Sadie lives two lives. In reality, she is a high school student with a boyfriend and awesome best friend, but she prefers to live within her imagination whenever possible. George, the one she loves more than anyone, exists solely within her imagination, but Sadie is convinced that he is real. The novel opens when Sadie and George are off on one of their adventures, but the night ends abruptly when Sadie crashes the antique truck she is driving into a tree.

As the paramedics work on Sadie and prepare her for transport to the hospital, Sadie frantically searches for George and even calls out his name multiple times. Calling out to a figment of your imagination - especially after a trauma - will certainly raise some eyebrows, so Sadie finds herself seeing a psychatrist along with the medical team who is caring for her injuries. Sadie knows she's not crazy and nothing is wrong with her, but she also feels a need to protect George. She can't let anyone know about their relationship and the adventures they have had over the years. Nobody would understand. Sadie has taken the concept of an imaginary friend to an extreme.

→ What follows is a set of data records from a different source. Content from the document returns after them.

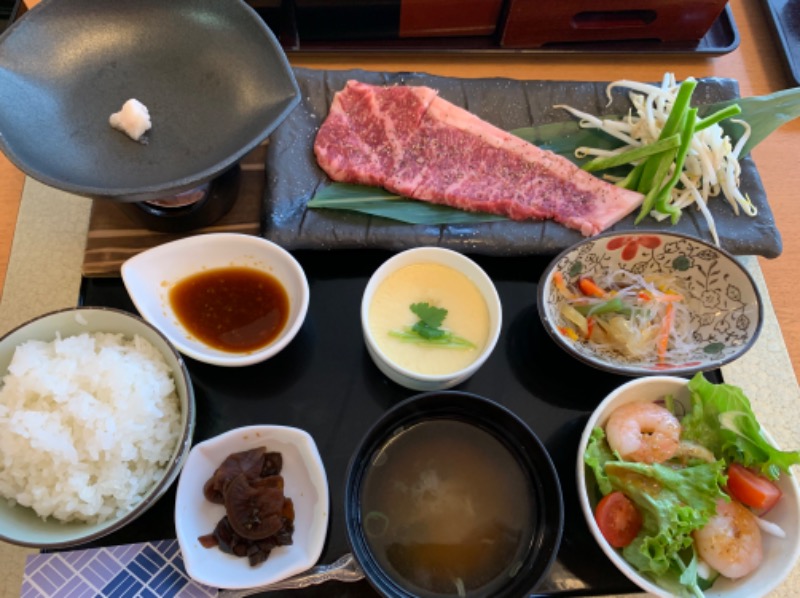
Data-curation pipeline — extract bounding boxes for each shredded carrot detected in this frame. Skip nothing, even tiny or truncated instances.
[658,301,675,363]
[553,270,575,299]
[558,326,578,341]
[578,278,606,298]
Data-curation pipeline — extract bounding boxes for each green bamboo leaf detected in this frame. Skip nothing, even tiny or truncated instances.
[700,87,800,157]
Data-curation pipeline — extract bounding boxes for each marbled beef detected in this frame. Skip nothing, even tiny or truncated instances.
[314,81,642,236]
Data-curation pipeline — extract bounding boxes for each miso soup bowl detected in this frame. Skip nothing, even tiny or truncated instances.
[361,247,503,391]
[345,390,564,598]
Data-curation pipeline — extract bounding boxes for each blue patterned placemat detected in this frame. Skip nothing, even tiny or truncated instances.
[21,540,217,598]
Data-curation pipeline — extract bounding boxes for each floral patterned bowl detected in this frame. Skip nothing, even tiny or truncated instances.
[538,232,763,376]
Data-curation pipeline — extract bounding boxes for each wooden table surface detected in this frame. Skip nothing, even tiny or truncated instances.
[0,0,800,382]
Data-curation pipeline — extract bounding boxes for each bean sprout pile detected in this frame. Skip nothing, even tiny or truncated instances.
[555,73,757,245]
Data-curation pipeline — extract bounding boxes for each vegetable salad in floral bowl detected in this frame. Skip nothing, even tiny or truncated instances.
[577,373,800,598]
[538,231,763,376]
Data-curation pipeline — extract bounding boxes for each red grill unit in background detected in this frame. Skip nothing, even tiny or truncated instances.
[248,0,738,52]
[500,0,727,48]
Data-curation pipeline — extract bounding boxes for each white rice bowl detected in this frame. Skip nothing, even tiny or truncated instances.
[0,308,194,547]
[0,333,181,522]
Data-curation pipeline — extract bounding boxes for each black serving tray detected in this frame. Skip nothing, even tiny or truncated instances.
[762,0,800,87]
[80,250,718,598]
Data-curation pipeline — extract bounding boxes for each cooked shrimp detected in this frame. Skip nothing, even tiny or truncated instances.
[606,401,681,463]
[694,499,764,579]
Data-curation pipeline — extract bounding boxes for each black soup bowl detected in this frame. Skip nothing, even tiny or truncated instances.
[345,391,564,598]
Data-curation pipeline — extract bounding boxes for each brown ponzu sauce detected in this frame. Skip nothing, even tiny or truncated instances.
[198,447,294,566]
[169,266,289,353]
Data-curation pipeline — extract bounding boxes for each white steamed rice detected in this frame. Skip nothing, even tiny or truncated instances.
[0,333,181,522]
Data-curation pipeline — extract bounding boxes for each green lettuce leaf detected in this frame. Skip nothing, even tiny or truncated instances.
[583,427,616,496]
[681,374,800,480]
[605,461,727,596]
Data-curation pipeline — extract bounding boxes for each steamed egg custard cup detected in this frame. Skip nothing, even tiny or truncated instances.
[175,425,330,589]
[121,233,310,367]
[0,307,196,549]
[576,376,800,598]
[361,247,503,391]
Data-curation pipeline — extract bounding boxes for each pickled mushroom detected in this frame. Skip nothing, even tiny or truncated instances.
[198,447,294,566]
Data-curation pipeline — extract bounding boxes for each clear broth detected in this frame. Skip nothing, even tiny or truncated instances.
[361,419,536,596]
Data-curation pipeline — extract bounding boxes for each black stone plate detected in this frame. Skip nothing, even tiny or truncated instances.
[762,0,800,87]
[262,68,782,257]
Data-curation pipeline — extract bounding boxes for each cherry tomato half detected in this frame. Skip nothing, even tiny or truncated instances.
[728,463,782,511]
[594,491,642,548]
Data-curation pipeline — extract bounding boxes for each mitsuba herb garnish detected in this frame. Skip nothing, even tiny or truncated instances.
[389,303,475,349]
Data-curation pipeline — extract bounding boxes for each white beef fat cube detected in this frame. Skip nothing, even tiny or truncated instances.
[108,98,152,141]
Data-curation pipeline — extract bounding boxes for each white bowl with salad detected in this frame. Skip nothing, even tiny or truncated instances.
[538,230,763,376]
[577,373,800,598]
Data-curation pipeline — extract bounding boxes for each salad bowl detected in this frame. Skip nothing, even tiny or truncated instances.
[577,374,800,598]
[538,231,763,376]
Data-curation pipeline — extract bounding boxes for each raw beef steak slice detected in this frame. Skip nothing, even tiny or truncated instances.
[314,80,642,236]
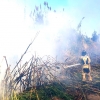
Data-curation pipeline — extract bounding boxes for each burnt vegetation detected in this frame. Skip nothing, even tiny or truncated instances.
[0,2,100,100]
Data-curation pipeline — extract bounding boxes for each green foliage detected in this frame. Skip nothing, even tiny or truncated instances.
[18,83,73,100]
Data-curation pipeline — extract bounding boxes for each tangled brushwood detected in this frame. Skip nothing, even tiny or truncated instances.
[0,2,100,100]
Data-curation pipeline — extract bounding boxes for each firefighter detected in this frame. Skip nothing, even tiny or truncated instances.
[81,50,92,81]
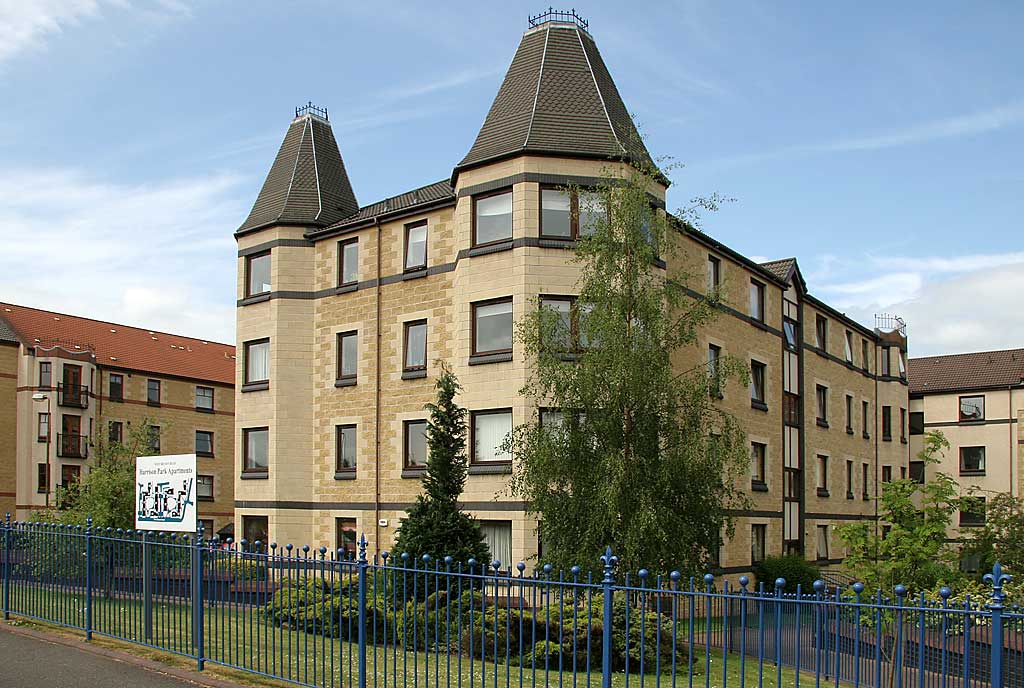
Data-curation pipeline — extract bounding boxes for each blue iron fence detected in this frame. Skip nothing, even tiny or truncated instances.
[0,516,1024,688]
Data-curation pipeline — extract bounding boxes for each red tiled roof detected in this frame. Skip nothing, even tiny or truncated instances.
[0,302,234,385]
[906,349,1024,394]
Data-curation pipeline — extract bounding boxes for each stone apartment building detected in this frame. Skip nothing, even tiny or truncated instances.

Watching Sadie's story unravel spoke volumes on what its like to have a mental illness. I certainly enjoy daydreaming and spending time imagining stories, but I have never crossed over into thinking I was actually living those moments. Sadie's inability to distinguish between reality and imagination was fascinating to me because its another example of the intricacies of the human mind as well as the amount of variation in mental health. There are so many things about the brain and personality that are foreign to me.

This novel is a short one so I was able to read it quickly, but in many ways it was a difficult read for me. Sadie isn't the most reliable narrator. I also never connected with her as a reader which made it more difficult for me to become truly invested in her story. I did find the concept behind this one to be unique and intriguing which caused me to bump my rating from a 3 to a 3.5. I do think the synopsis had me thinking this novel was going to be more fantasy than realistic fiction which could have impacted my experience. I am all for reading realistic fiction that tackles difficult issues, but I truly have to be in the right mindset before taking that sort of reading journey. It should also be noted that there is some cutting mentioned as well. Self harm is always difficult for me to read about, but sadly, that aspect may connect with readers who find themselves in a similar situation.

If you're looking for a new slant on mental health and a compelling journey through human emotions and imagination, then this would be the perfect title for your summer reading list. Just prepare yourself for some heavy stuff with very little light and fluffy. The writing style is somewhat stark  in comparison to my traditional preferred reads. Again, this novel wasn't my cup of tea, but I can appreciate the merits it provides.

One Last Gripe: The ending made the resolution a little too tidy and simple.

Favorite Thing About This Book: I love the scene in the museum with all the memories in the glass boxes. That was an extremely cool concept.

First Sentence: George's blue eyes captured her.

Favorite Character: I didn't have one.

Least Favorite Character: Sadie

Secrets are con artists: they trick you into letting them out. 

Sadie loves her rocker boyfriend Henry and her running partner and best friend Lucie, but no one can measure up to her truest love and hero, the dazzling and passionate George. George, her secret. 

When something goes wrong and Sadie is taken to the hospital calling out for George, her hidden life may be exposed. Now she must confront the truth of the past, and protect a world she is terrified to lose.